DRUGGABILITY SCORE-BASED RANKING AND LIGAND TYPE CLASSIFICATION OF PROTEIN-LIGAND BINDING SITES
The present invention enables the prediction of both the ligand type for protein-ligand binding sites and their druggability scores. The invention provides a computational method to investigate the ligand type and druggability of protein-ligand binding sites. The invention has two distinct training sets for two different prediction methods. The method leverages attention-based deep learning models for both ligand type and druggability prediction tasks. Deep learning models incorporate both channel-based and spatial-based attention mechanisms. The training phase focuses on the coordinates of known ligand binding sites to enhance the accuracy of druggability prediction. The method also provides the capability to update the training set with new data, thereby ensuring continued improvement in the prediction performance. The invention also details a computer device with a memory and processor, storing a computer program to implement the method. The device processes input in the PDB format, performs the necessary cleaning steps, and utilizes the trained models to predict ligand binding site's types and their respective druggability scores. The results are integrated into a table representation and presented to the user, offering an efficient way to understand and apply the predictions.
The invention pertains to the domain of protein-ligand binding site analysis and is particularly relevant in the classification of protein-ligand binding sites based on ligand types as well as the computation of binding sites' druggability scores.

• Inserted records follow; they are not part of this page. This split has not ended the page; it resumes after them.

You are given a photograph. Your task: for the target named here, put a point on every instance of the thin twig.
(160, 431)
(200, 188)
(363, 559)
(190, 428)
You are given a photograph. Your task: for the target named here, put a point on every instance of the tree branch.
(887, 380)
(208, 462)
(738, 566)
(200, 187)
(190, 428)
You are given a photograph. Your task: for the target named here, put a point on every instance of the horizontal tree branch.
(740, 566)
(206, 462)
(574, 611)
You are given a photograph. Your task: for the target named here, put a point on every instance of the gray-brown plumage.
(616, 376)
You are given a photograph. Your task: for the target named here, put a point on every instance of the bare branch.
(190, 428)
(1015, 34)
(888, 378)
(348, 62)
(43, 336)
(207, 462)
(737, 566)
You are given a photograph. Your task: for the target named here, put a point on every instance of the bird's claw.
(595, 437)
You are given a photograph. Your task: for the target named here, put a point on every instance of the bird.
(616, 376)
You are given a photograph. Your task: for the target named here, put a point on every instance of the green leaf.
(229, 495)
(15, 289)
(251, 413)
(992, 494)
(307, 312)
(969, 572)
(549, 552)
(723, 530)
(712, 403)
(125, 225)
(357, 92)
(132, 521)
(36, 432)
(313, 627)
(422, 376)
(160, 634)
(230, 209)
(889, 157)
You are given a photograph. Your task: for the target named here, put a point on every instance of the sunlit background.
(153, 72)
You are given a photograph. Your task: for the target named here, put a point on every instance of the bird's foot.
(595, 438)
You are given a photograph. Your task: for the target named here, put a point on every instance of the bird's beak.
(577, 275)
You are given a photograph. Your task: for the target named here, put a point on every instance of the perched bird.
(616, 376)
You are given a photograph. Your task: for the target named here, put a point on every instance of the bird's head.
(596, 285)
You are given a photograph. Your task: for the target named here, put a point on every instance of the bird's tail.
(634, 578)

BACKGROUND OF THE INVENTIONDrug discovery has long been a time-consuming and costly process. The scoring of protein-ligand binding sites in terms of druggability and the grouping of pockets by the types of ligands are important parts of drug design studies that involve many different and complex steps. It is important to determine the druggability score accurately because it guides drug discovery, optimizes resource allocation, aids rational drug design, and enables the repurposing of existing drugs, ultimately leading to more effective therapies for various diseases. Likewise, having knowledge about the most likely type of ligand to bind to the protein's binding sites is important in drug design. This knowledge can make it possible to create individualized pharmaceuticals that can control the activity of the protein.

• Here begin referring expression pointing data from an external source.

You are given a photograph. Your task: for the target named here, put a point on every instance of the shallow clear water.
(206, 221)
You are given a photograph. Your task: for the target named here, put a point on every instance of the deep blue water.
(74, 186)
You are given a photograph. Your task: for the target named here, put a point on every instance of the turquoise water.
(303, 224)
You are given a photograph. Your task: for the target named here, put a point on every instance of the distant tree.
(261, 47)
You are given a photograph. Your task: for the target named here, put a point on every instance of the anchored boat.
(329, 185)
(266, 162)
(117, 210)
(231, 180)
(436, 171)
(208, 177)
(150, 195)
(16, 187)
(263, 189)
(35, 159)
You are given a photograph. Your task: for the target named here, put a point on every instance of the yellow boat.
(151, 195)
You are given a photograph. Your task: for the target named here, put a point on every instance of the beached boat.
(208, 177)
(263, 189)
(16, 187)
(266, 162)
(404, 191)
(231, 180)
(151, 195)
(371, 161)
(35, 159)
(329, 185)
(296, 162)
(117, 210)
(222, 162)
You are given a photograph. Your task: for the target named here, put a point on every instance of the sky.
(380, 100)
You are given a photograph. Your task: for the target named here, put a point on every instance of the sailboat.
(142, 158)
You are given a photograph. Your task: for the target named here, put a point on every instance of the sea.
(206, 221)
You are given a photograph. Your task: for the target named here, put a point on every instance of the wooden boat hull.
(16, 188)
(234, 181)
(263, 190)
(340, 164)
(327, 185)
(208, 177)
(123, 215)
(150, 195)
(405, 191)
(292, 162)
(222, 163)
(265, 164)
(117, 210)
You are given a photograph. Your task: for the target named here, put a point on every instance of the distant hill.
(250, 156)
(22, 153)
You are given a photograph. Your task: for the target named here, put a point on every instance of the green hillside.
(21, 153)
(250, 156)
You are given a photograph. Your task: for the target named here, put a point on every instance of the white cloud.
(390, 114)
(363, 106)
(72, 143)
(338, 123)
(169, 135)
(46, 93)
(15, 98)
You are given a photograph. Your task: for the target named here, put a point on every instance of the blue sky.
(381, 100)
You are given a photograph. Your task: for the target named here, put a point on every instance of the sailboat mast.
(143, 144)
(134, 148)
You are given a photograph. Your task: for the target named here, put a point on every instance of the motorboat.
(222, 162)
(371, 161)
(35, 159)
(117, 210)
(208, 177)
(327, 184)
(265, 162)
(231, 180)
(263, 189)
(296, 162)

The currently used approaches for calculating the druggability of protein-ligand binding sites do not produce accurate findings at a satisfactory level. Apart from ranking druggability scores, our invention also predicts the types of ligands that are likely to bind to the protein-ligand binding sites. The specificity of a protein's binding site refers to its ability to selectively identify and form bonds with specific ligands or molecules. Laboratory-based approaches examine the binding preferences of protein-ligand binding sites for specific ligand types. Instead of relying on experimental methods, we propose a computational approach within the structure-based drug design (SBDD) pipeline. The name of our invention is Druggability Score-Based Ranking and Ligand Type Classification of Protein-Ligand Binding Sites (RCLigand). When the RCLigand program is executed, the output that is shown in Table 1 is generated. Our invention takes protein files in protein data bank (PDB) format as input and generates outputs specific to each protein, as shown in Table 1. The PDB file format is used to store information about the atoms that make up a macromolecule, their positions in space, and the bonds between them. The techniques we used while creating Table 1 and the dataset we created by labeling make our study unique. The process of generating the dataset is illustrated in
The invention has two important parts, one of which is the scoring of protein-ligand binding sites according to their druggability probability and their ranking, and the other is the prediction of these protein-ligand binding sites according to their ligand types. To perform these two steps, two distinct datasets are required. The first dataset is for the deep learning model that will be trained to predict the druggability score The second dataset is for another deep learning model that will be trained to predict the ligand types of the protein-ligand binding sites. scPDB, COACH420, HOLO4K, and PDBbind are the primary databases used to create the two distinct datasets. There is a need for a dataset that should be prepared meticulously and labeled according to the ligand types for the proposed model. Similarly, to accurately predict the druggability score, it is necessary to meticulously prepare a labeled another dataset.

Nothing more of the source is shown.